Nel mondo forzatamente globalizzato le nuove dimensioni del potere fanno leva su ‘saperi’ che le élite di cui sopra ‒ schermate dall’univoca verità della vulgata sanitaria dalla quale è impossibile dissentire ‒ non propongono, ma impongono.
Le decisioni prese a livello globale ‒ dal lockdown alle vaccinazioni di massa ‒ sono infatti tutte motivate da considerazioni prese ‘a monte’ e dalle quali è sempre più complicato (sia negli assunti sia nelle conseguenze) misurarsi in modo simmetrico.
La ‘volontà di sapere’ ‒ per dirla con Michel Foucault ‒ se ciò miri realmente al bene o meno delle popolazioni, non può essere esercitata. Si rimane col dubbio che l’esercito di virologi e specialisti del Covid-19, continuando ad asserire tutto e il contrario di tutto, lo faccia sapendo perfettamente che ciò che essi dicono spesso risulti un ‘non-senso’ per la maggioranza delle persone.
Il che attualizza le riflessioni di Eric Voegelin quando, in una conferenza tenuta a Milano il 18 maggio 1967 polemizzando con Jean-Paul Charles Aymard Sartre, sostenne: «la gente che vive in malafede sa di vivere in malafede e ha coscienza di tutti i problemi che tuttavia vuol ignorare e di cui non vuole ammettere l’esistenza» (E. Voegelin, Apocalisse e rivoluzione).
La quasi totalità delle loro esternazioni, infatti, si poggiano su nozioni mediche e biologiche che la gente a cui sono dirette non ha gli strumenti per decriptare. E ciò non è mai un bene perché «se tutto si riduce alle pratiche ‘magiche’ per l’avvento del mondo nuovo, il problema metafisico esistenziale della verità-in-sé e del bene-in-sé viene eluso» (F. Gianfranceschi, Il sistema delle menzogne, Milano, Rusconi, 1977).

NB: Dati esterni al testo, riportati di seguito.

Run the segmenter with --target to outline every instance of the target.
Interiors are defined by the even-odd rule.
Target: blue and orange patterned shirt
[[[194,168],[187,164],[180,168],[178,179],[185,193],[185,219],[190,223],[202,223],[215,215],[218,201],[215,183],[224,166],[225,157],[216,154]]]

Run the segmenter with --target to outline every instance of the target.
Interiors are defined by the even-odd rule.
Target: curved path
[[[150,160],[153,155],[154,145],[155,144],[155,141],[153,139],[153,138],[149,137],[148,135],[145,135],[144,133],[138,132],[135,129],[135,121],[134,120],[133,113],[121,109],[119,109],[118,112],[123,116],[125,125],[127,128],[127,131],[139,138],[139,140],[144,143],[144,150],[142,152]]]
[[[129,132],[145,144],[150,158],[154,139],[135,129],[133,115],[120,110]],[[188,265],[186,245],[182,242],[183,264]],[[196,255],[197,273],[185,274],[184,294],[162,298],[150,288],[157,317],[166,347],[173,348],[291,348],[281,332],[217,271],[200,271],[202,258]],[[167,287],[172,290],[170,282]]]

È quel che accade quando un regime a base ideologica ‒ oggi sanitaria ‒ sviluppa speciali tecniche ‒ lo scientismo ‒ per non far conoscere i fatti della storia provando a distruggere la memoria dei popoli mediante la falsificazione delle fonti e dei documenti che permettono agli uomini di ricostruire la loro vera identità e scoprire, quindi, la loro reale missione.
Ciò si verifica quando, come di questi tempi, vige il divieto di far domande: sull’altare del distanziamento sociale il settarismo medico-sanitario ha sostituito quello gnostico eliminando anche le occasioni concrete possibili ‒ convegni, conferenze, dibattiti, semplici cene di Natale ‒ che potrebbero spingere l’uomo a porre domande ‘imbarazzanti’ sulla verità o sulla falsità impedendo, così, lo sviluppo della coscienza critica e incoraggiandone l’alienazione.
Una di queste domande è se la realtà fattuale imposta in questi mesi di geopandemia sia mossa dalla buona o dalla cattiva fede: questione esiziale poiché, nel secondo caso, potrebbe anche succedere che le verità supposte celino invece «menzogne rivelate come tali solo quando l’iniziato sarà disposto psicologicamente e moralmente ad accertarle» (L. De Poncins, Christianisme et Franc-Maçonnerie, Versailles, L’Ordre Français, 1969).
Non sorprende, dunque, che la sfida geopandemica farà sì che nell’era della post-globalizzazione «la conflittualità non si manifesterà solo nella vecchia dimensione spaziale/istituzionale, ma anche attraverso una verticalizzazione delle contrapposizioni all’interno di ogni singola realtà statuale» (S. Santangelo, Geopandemia, Roma, Castelvecchi, 2020).
E, soprattutto, che tal contrapposizione trascenda gli stessi confini statuali in considerazione del fatto che lo Stato ‒ quello tradizionalmente inteso sacrificato sull’altare delle organizzazioni internazionali ‒ pare ormai già da tempo superato dallo stesso mondialismo e dal connesso neoliberismo.